Dog Park; Our Children Are Terrible; Nerds

Come on you guys, send me some letters to my advice column! I promise to be shorter-winded if that is what you would like. Doesn’t anybody want to talk about grad school or their abusive boyfriend or cooking or not having children or some weird sexual issue? You know Dan Savage is never going to answer your letter–he gets a million a day! For me, there is only you. You and your weird sexual issue.

I have spoken here about the dog park and how weird it is as a culture. Here is the next level: the people at our dog park have now made a t-shirt with the names of all the dogs at the park on the back of the shirt. Guess whose name isn’t there!

Poor snoop.

Everyone’s talking about this heavy NYer about how American children are so spoiled that it’s unbelievable. Like our entire philosophy on children is totally perverted and warped from the ground up. In France three year olds can sit quietly through a 4 course meal and bake cupcakes unsupervised. In America we’re still breastfeeding our 10 year olds and tying our college students’ shoes for them. All these new books are coming out about how America is the only country in the world where parents work for their children’s approval instead of the other way around. One of the authors is American but raised her baby in France, and started researching her book when she realized that her child was always the stupidest, loudest, most ill-behaved child at any social gathering. Digging into that uncomfortable fact, she found that child-rearing tactics in America and France are basically diametrically opposed. The French believe in frustration and challenge as character-building. See also: the French school system. They don’t believe their children require 100% of their attention at all times. The article also talks about non-western cultures, like these tribal people who by the age of 6 are just cheerfully contributing to the family work without being asked. Contrasting this stuff with these horrendous studies where they put cameras in the homes of 35 Los Angeles families and it’s like, you are ashamed to even be alive.
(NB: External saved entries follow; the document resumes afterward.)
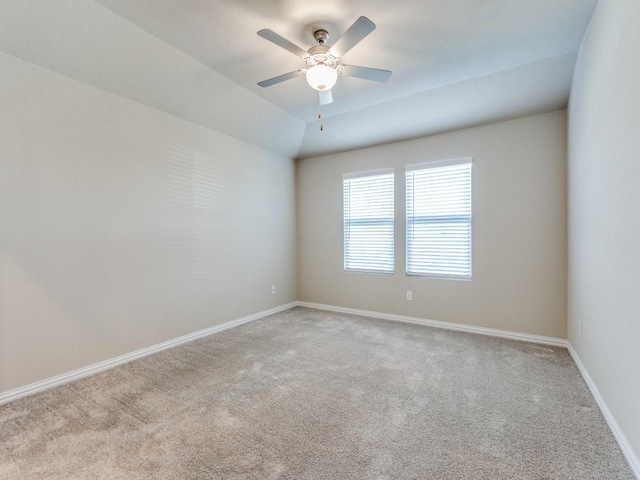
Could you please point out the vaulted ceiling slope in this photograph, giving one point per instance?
(455, 63)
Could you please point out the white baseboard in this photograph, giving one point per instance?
(628, 452)
(493, 332)
(114, 362)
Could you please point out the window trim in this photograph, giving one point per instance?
(370, 173)
(437, 164)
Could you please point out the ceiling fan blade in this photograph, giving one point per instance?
(375, 74)
(349, 39)
(326, 97)
(273, 37)
(281, 78)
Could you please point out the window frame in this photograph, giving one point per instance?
(410, 220)
(372, 173)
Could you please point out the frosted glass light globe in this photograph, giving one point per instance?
(321, 77)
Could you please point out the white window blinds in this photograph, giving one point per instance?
(368, 222)
(439, 219)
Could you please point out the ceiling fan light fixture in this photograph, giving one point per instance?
(322, 77)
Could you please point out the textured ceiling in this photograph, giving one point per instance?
(455, 63)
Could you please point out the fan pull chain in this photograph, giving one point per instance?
(320, 115)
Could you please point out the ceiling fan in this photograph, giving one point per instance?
(323, 62)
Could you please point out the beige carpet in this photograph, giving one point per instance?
(313, 395)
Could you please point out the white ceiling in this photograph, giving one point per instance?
(455, 63)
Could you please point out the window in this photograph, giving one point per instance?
(368, 222)
(439, 219)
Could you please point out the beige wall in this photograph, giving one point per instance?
(604, 211)
(122, 227)
(519, 229)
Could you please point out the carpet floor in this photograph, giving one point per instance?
(306, 394)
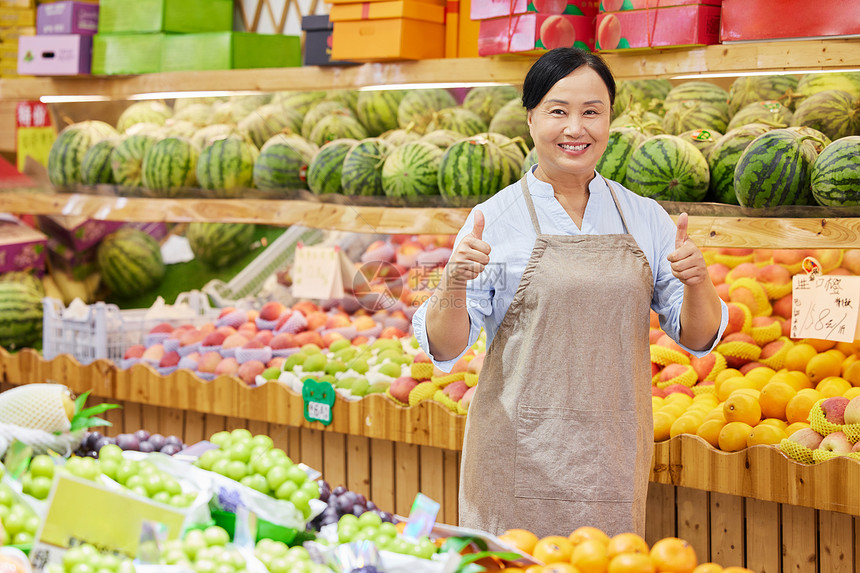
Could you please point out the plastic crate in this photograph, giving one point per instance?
(106, 331)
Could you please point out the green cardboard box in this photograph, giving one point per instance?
(182, 16)
(127, 53)
(229, 50)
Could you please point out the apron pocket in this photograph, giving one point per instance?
(575, 455)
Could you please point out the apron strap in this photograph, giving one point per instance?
(530, 204)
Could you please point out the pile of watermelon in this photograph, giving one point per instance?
(766, 141)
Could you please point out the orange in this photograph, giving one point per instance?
(553, 549)
(522, 539)
(674, 555)
(590, 556)
(774, 398)
(742, 408)
(733, 436)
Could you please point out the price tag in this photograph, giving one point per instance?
(825, 307)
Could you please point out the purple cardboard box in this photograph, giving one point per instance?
(67, 18)
(62, 55)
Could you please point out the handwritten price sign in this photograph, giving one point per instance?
(825, 307)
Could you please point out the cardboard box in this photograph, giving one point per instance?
(484, 9)
(534, 33)
(229, 50)
(55, 55)
(693, 25)
(67, 18)
(127, 53)
(318, 40)
(745, 20)
(183, 16)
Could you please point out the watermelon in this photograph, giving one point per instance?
(512, 121)
(473, 167)
(723, 158)
(622, 141)
(130, 262)
(417, 107)
(668, 168)
(227, 166)
(219, 244)
(126, 160)
(170, 165)
(769, 112)
(836, 174)
(412, 170)
(457, 119)
(775, 169)
(261, 124)
(835, 113)
(95, 166)
(325, 171)
(693, 114)
(747, 90)
(485, 102)
(21, 312)
(362, 167)
(68, 150)
(377, 110)
(155, 112)
(336, 126)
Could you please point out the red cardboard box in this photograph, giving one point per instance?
(692, 25)
(534, 33)
(773, 19)
(483, 9)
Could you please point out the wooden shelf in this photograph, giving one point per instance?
(726, 59)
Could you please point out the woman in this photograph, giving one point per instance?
(561, 269)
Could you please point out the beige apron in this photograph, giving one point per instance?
(560, 433)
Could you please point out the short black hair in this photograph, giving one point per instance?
(557, 64)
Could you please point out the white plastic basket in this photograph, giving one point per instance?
(105, 331)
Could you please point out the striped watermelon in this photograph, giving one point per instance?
(95, 166)
(775, 170)
(219, 244)
(747, 90)
(512, 121)
(68, 150)
(724, 157)
(143, 112)
(693, 114)
(473, 167)
(769, 112)
(325, 171)
(622, 141)
(126, 160)
(836, 174)
(362, 167)
(485, 102)
(130, 262)
(227, 166)
(416, 109)
(666, 167)
(170, 165)
(835, 113)
(20, 315)
(377, 110)
(283, 163)
(261, 124)
(412, 170)
(457, 119)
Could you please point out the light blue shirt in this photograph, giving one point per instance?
(509, 231)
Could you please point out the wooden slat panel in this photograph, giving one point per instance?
(799, 539)
(763, 536)
(727, 529)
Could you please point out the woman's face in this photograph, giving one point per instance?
(570, 126)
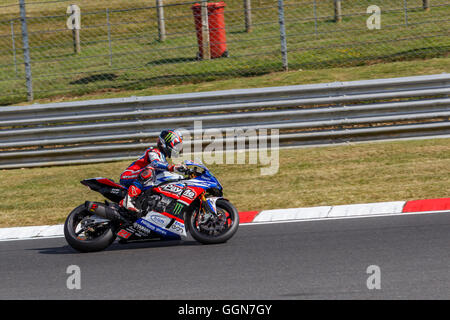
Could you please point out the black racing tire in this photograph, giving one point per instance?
(97, 244)
(207, 239)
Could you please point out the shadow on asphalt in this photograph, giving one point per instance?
(118, 247)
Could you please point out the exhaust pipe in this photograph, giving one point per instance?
(103, 211)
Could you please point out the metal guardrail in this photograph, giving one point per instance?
(117, 129)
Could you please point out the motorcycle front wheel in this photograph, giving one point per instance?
(84, 234)
(217, 229)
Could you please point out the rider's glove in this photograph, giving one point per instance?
(179, 168)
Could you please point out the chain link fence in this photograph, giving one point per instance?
(62, 47)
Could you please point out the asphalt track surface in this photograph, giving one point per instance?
(299, 260)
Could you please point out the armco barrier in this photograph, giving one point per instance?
(121, 128)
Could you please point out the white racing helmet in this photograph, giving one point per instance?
(171, 142)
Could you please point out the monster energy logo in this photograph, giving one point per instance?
(178, 208)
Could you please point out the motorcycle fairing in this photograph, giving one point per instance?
(182, 192)
(164, 224)
(107, 187)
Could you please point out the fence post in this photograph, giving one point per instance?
(109, 36)
(206, 53)
(282, 34)
(161, 22)
(405, 7)
(248, 15)
(26, 50)
(337, 11)
(315, 16)
(14, 46)
(74, 23)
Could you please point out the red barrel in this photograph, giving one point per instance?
(216, 23)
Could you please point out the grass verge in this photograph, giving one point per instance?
(363, 173)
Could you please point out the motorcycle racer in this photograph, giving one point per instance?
(142, 172)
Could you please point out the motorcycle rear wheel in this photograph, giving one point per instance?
(205, 238)
(98, 242)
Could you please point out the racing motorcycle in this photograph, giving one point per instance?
(172, 207)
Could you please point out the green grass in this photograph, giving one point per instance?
(141, 62)
(363, 173)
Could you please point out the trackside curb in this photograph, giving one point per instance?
(275, 215)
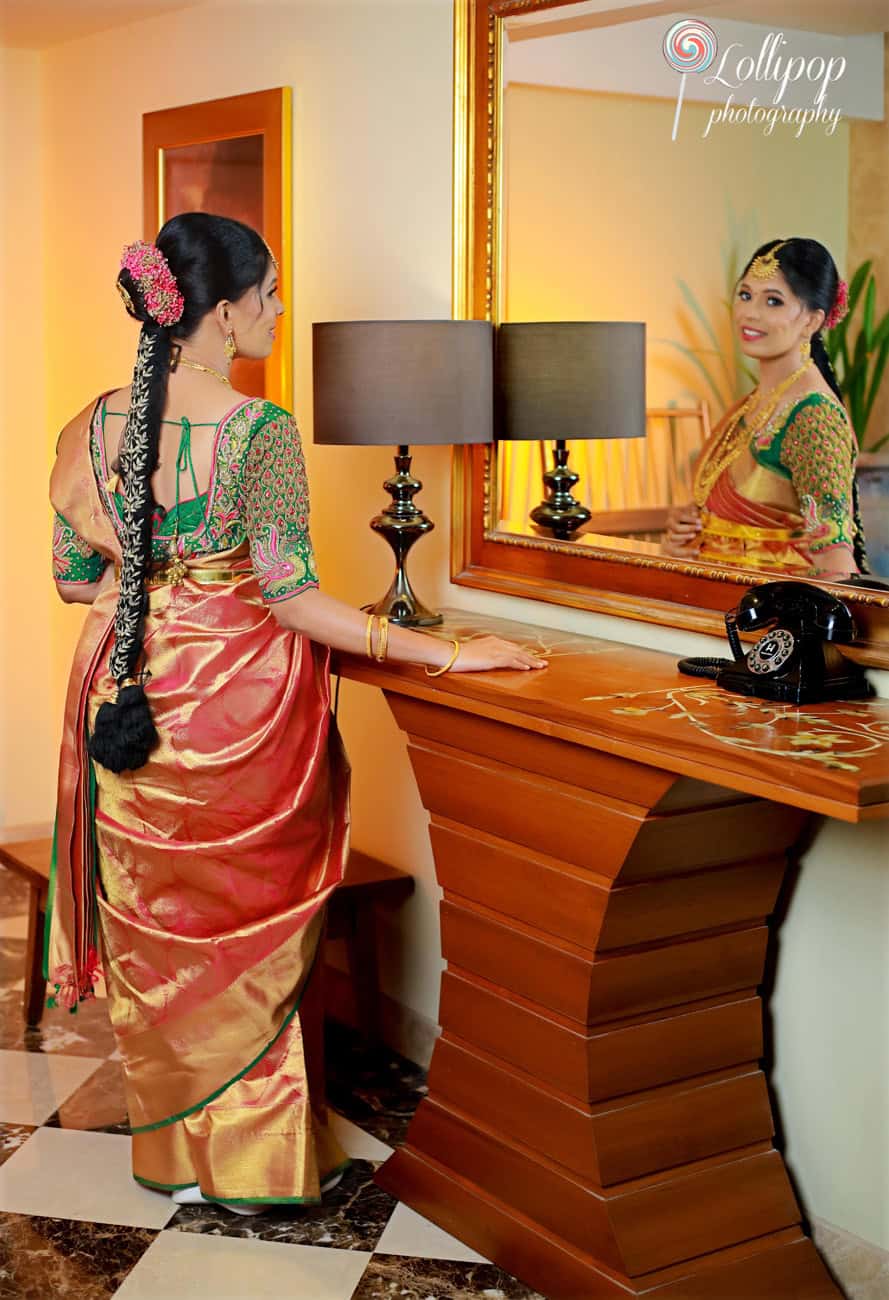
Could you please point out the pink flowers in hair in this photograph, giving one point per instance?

But that article did not tell me anything I haven’t already been bitching about for years. The article I really loved in this issue was the one about the crazy scavenger hunt at U of Chicago! How have I never heard of this before??? I was so delighted, sitting on the couch LOLing. It’s apparently this huge nerd festival that lasts for 4 days every May. There’s a panel of judges who are appointed for life, and they spend months compiling these crazy lists of tasks and items with attached points. At midnight on the first day of the Hunt, each team sprints to this one building and has to solve a riddle or build a machine or something to get their list, then they’re off!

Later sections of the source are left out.